Театральное образование" - Радио "Свобода

Театральное образование

Радио "Свобода"

Авторы и ведущие программы Владимир Губайловский и Александр Костинский

Александр Костинский: Сегодня мы будем говорить о театральном образовании, о том, как готовят актеров и режиссеров в Российской Академии Театрального Искусства - РАТИ. Правда, более известен этот вуз под своим прежним названием - ГИТИС. Чему можно научиться в театральном вузе? Как происходит отбор студентов? И легко ли актеру найти работу? В студии Радио Свобода: ректор РАТИ-ГИТИС Марина Юльевна Хмельницкая; профессор, заведующий кафедрой режиссуры РАТИ-ГИТИС Сергей Васильевич Женовач. На сайте студентов ГИТИСа очень мне понравилось такое обращение: "Дорогие абитуриенты! Мы, студенты ГИТИСа, как более опытные товарищи, хотим дать вам несколько советов. Первый и самый главный: если у вас есть такая возможность, не поступайте в ГИТИС. Вы и представить себе не можете, какое бремя вы взваливаете на свои плечи. Независимо от выбранного факультета, вы будете учиться 24 часа в сутки, вы перечитаете тонны книг, от постоянного недосыпания вас будет шатать из стороны в сторону, а от нехватки времени на полноценное питание мутить от вида любой пищи, кроме спиртных напитков.
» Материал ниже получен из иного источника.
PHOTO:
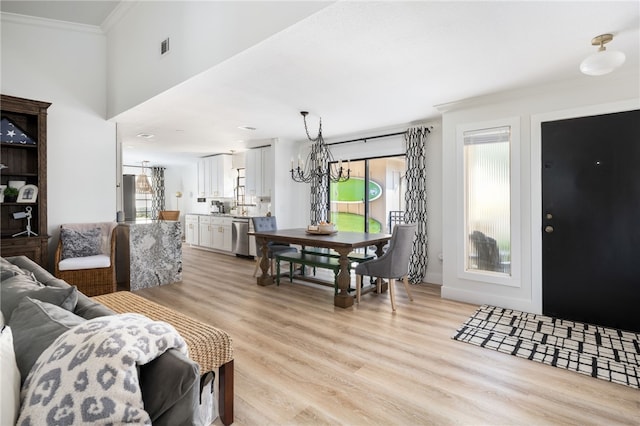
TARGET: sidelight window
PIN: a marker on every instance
(487, 193)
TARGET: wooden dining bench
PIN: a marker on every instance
(208, 346)
(306, 259)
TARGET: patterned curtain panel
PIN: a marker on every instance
(158, 198)
(416, 199)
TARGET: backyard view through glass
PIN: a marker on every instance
(382, 180)
(487, 199)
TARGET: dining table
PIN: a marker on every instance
(342, 242)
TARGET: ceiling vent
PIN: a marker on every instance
(164, 46)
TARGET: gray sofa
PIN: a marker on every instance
(170, 384)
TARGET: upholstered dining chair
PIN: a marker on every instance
(266, 224)
(393, 264)
(86, 257)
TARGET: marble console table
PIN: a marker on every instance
(148, 254)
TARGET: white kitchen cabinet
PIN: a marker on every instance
(191, 229)
(258, 171)
(205, 232)
(215, 176)
(221, 233)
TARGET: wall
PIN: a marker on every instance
(202, 34)
(584, 95)
(66, 65)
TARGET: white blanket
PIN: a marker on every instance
(89, 376)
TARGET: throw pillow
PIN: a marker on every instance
(80, 244)
(8, 269)
(18, 287)
(10, 383)
(35, 326)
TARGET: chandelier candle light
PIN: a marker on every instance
(319, 163)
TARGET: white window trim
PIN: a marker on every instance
(515, 279)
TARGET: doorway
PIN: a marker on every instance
(591, 219)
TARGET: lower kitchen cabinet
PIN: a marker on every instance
(191, 229)
(210, 232)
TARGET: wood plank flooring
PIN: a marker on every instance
(301, 361)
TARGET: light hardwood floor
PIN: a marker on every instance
(300, 360)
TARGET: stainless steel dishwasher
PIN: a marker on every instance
(239, 237)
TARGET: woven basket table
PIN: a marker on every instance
(208, 346)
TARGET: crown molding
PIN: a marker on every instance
(49, 23)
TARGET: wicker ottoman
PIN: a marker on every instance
(208, 346)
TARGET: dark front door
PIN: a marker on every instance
(591, 219)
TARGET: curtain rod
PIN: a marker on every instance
(365, 139)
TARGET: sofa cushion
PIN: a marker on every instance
(15, 288)
(86, 262)
(10, 380)
(8, 269)
(87, 308)
(80, 243)
(35, 326)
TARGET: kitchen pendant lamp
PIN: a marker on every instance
(603, 61)
(142, 182)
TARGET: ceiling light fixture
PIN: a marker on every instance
(142, 182)
(603, 61)
(320, 164)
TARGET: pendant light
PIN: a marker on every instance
(603, 61)
(142, 182)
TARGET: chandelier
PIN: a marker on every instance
(319, 163)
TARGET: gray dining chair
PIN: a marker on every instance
(392, 265)
(266, 224)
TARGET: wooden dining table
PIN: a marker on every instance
(342, 242)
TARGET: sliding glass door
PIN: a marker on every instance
(382, 180)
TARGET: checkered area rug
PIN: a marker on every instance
(605, 353)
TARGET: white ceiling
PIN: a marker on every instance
(365, 66)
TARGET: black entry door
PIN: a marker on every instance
(591, 219)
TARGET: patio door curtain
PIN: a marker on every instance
(416, 199)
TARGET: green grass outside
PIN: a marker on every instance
(354, 222)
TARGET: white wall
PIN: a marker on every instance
(66, 65)
(527, 105)
(202, 34)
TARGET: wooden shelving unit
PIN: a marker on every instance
(25, 163)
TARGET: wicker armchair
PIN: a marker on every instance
(90, 280)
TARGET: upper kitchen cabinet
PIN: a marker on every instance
(215, 176)
(259, 172)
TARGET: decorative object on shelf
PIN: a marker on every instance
(142, 182)
(17, 184)
(28, 194)
(22, 215)
(320, 164)
(10, 194)
(10, 133)
(603, 61)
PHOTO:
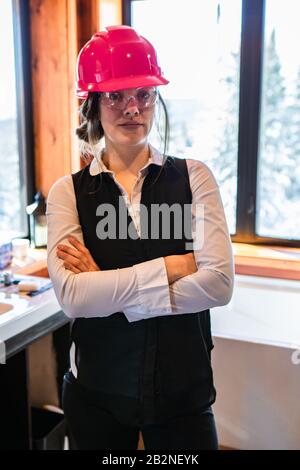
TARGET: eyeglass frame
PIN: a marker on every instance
(113, 107)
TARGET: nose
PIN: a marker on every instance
(131, 108)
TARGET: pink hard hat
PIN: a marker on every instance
(117, 59)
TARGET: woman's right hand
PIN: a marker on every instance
(179, 266)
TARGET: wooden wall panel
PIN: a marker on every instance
(53, 51)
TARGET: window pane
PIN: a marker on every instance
(11, 191)
(279, 157)
(198, 45)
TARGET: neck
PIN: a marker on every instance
(130, 160)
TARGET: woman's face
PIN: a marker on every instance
(124, 119)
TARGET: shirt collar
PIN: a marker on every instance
(155, 157)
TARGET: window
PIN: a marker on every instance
(234, 104)
(199, 49)
(15, 120)
(279, 156)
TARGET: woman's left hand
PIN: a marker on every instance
(77, 259)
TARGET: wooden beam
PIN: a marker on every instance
(53, 51)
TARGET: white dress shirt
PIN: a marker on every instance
(142, 291)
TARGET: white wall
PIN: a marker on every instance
(256, 365)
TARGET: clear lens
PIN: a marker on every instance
(144, 97)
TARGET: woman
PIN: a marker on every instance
(141, 340)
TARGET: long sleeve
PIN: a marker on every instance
(141, 289)
(212, 284)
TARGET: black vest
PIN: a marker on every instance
(163, 359)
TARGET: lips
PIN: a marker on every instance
(131, 124)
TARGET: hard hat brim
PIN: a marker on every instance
(120, 84)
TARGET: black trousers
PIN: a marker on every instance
(99, 421)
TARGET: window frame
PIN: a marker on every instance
(22, 60)
(251, 65)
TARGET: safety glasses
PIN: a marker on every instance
(144, 97)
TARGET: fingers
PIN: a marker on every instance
(77, 259)
(72, 268)
(73, 257)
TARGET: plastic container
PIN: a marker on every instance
(48, 429)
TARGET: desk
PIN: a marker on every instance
(43, 316)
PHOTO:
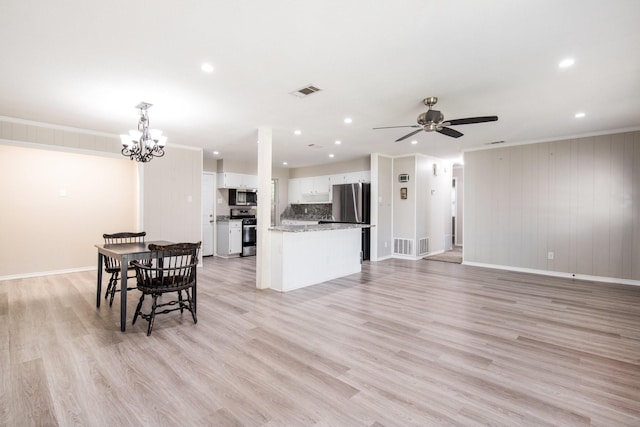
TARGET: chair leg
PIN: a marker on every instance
(135, 315)
(192, 307)
(112, 283)
(181, 302)
(152, 315)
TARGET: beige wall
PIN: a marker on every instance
(57, 205)
(102, 195)
(578, 198)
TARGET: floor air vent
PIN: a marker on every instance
(305, 91)
(403, 246)
(423, 246)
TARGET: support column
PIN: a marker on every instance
(263, 262)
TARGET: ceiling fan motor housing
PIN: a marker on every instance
(431, 116)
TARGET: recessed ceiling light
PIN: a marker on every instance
(566, 63)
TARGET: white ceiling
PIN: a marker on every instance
(86, 64)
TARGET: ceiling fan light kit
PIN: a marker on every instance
(433, 120)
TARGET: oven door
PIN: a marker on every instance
(249, 239)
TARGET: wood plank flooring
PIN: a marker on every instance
(403, 343)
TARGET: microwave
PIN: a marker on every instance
(243, 197)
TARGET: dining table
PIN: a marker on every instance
(124, 253)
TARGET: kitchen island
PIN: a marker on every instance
(304, 255)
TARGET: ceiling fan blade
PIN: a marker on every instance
(408, 135)
(393, 127)
(471, 120)
(449, 132)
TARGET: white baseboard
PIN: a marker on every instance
(556, 273)
(46, 273)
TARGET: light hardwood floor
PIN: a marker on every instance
(403, 343)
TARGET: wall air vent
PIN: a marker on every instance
(305, 91)
(423, 246)
(403, 246)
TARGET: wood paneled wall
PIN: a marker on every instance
(578, 198)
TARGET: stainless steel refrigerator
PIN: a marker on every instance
(352, 204)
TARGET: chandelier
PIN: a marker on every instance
(143, 144)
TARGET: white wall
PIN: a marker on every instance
(172, 196)
(577, 198)
(381, 206)
(356, 165)
(458, 173)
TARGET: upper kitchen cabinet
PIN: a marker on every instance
(237, 180)
(351, 177)
(315, 189)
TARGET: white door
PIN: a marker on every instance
(208, 212)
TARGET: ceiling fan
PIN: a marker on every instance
(433, 120)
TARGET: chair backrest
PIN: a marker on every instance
(117, 238)
(172, 267)
(126, 237)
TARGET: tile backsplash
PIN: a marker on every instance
(307, 211)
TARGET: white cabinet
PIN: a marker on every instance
(237, 180)
(351, 177)
(229, 238)
(315, 189)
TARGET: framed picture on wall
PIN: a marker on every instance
(403, 193)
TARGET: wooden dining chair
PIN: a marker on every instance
(172, 269)
(112, 265)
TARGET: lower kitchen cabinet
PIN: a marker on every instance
(229, 238)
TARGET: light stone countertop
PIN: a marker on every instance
(316, 227)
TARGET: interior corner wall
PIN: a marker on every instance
(404, 210)
(458, 174)
(381, 200)
(172, 196)
(433, 208)
(570, 206)
(57, 205)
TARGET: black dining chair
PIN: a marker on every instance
(172, 269)
(112, 265)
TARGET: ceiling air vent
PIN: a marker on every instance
(305, 91)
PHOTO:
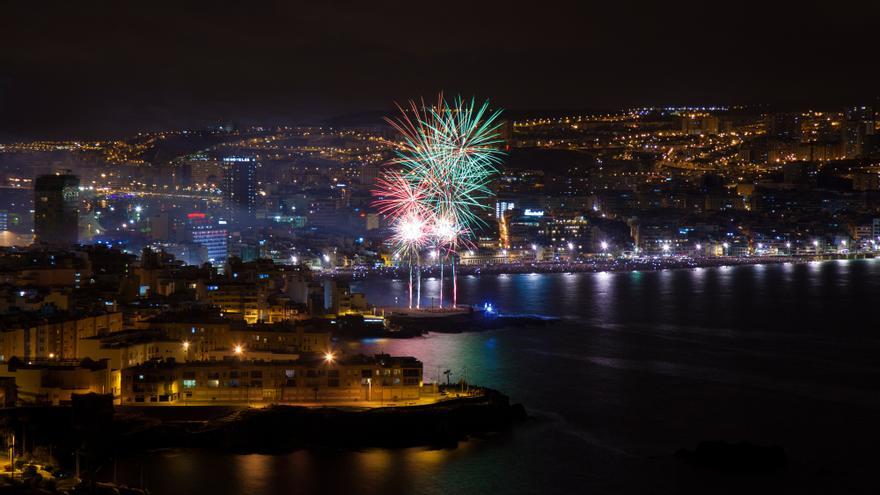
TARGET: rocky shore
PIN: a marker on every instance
(278, 429)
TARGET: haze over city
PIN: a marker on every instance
(457, 247)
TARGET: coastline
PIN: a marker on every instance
(593, 266)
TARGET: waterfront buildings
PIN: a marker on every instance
(380, 378)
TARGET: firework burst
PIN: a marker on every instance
(444, 166)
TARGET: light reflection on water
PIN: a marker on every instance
(643, 364)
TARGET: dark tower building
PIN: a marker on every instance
(239, 188)
(56, 209)
(859, 127)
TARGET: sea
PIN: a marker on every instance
(640, 365)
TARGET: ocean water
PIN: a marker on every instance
(641, 364)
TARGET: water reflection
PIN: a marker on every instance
(644, 364)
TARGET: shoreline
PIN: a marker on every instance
(615, 265)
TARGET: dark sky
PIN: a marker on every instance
(93, 68)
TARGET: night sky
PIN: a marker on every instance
(90, 69)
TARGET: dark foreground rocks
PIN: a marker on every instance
(742, 457)
(278, 429)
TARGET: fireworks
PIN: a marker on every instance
(448, 157)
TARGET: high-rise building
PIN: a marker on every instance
(859, 124)
(210, 234)
(239, 187)
(56, 208)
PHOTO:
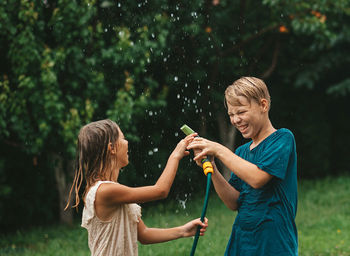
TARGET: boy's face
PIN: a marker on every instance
(249, 117)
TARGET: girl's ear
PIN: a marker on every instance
(111, 148)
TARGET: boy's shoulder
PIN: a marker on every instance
(285, 132)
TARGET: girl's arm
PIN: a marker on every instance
(147, 235)
(110, 194)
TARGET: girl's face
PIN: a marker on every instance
(248, 118)
(122, 151)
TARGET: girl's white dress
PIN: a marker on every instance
(117, 236)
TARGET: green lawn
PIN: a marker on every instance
(323, 222)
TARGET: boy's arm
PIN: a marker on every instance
(147, 235)
(245, 170)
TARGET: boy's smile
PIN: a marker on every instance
(248, 118)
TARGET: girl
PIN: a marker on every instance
(111, 215)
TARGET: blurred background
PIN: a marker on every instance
(153, 66)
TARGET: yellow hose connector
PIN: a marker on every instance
(207, 167)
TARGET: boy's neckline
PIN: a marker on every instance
(255, 146)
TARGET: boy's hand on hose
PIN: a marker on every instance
(190, 228)
(180, 150)
(203, 148)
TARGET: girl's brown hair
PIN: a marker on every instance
(93, 158)
(251, 88)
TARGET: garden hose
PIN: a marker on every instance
(208, 170)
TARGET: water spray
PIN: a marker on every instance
(208, 170)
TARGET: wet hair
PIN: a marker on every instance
(93, 158)
(251, 88)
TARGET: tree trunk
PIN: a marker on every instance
(63, 187)
(227, 136)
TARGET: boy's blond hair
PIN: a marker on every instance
(251, 88)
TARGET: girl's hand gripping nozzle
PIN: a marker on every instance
(208, 170)
(206, 164)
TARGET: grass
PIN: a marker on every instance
(323, 222)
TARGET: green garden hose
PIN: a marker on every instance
(208, 170)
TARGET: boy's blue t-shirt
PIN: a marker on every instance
(265, 223)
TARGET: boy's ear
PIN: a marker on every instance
(264, 105)
(111, 148)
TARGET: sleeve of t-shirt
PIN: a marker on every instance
(234, 181)
(275, 157)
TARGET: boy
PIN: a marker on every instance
(263, 183)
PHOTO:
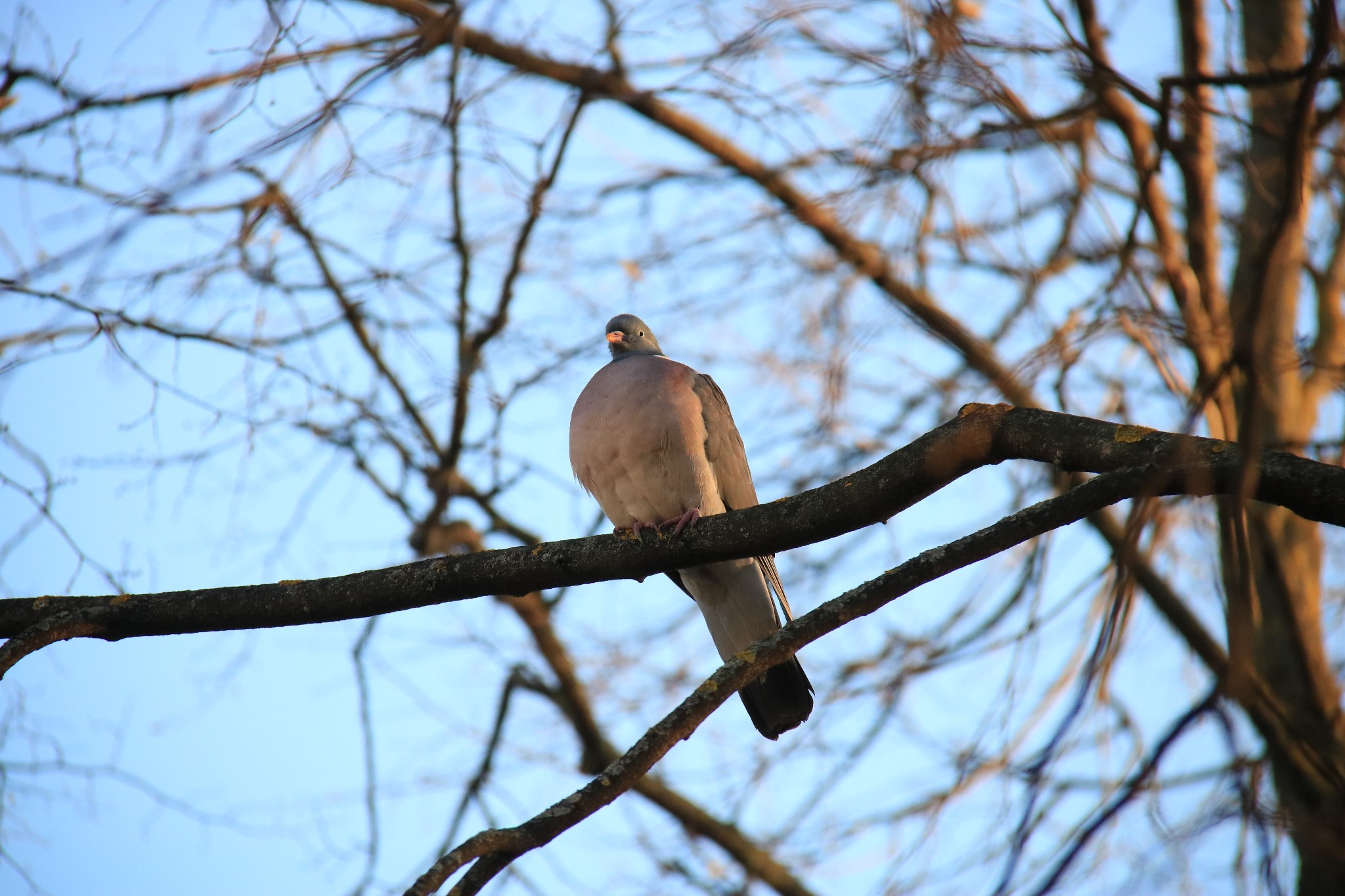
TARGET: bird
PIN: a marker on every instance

Но, главное, - ЗАБУДЬТЕ О ЛИЧНОЙ ЖИЗНИ, здесь вам она не грозит". Итак, мой первый вопрос Марине Юльевне Хмельницкой. почему же все-таки люди, которые пишут такие хорошие тексты, к вам поступают?

Марина Хмельницкая: Во-первых, мне хотелось бы прокомментировать текст студентов и сказать, что они немножечко лукавят насчет голодных обмороков, потому что они всегда могут между репетициями пойти и съесть бесплатную кашу, выпить чай с хлебом, и это продолжать репетировать до ночи. А поступают как всегда было, и когда мы учились, и когда наши родители учились, - актерская, театральная профессия чрезвычайно привлекательна. И далеко не всегда абитуриент адекватно оценивает свои возможности, как вы понимаете. Кто-то идет за славой, кто-то идет сознательно. Режиссеры взрослее, они гораздо более осознано выбирают себе профессию. Но мы готовим не только режиссеров и драматических актеров, мы готовим актеров музыкального театра, эстрады, режиссеров цирка, мы готовим режиссеров балета, мы готовим продюсеров, театроведов, театральных художников. То есть у нас такой комбинат, где, по сути дела, задействованы все театральные специальности.

Александр Костинский: Вы готовите людей по всем театральным и околотеатральным специальностям.

Марина Хмельницкая: Они между собой общаются уже в начале обучения. И продюсер знает, как выпускается спектакль, театровед знает, как берется интервью, а художник оформляет спектакль своих соучеников. Мне кажется, это и отличает ГИТИС от других замечательных театральных вузов Москвы. Мы имеем, по сути дела, все театральные специальности в пределах нашего института.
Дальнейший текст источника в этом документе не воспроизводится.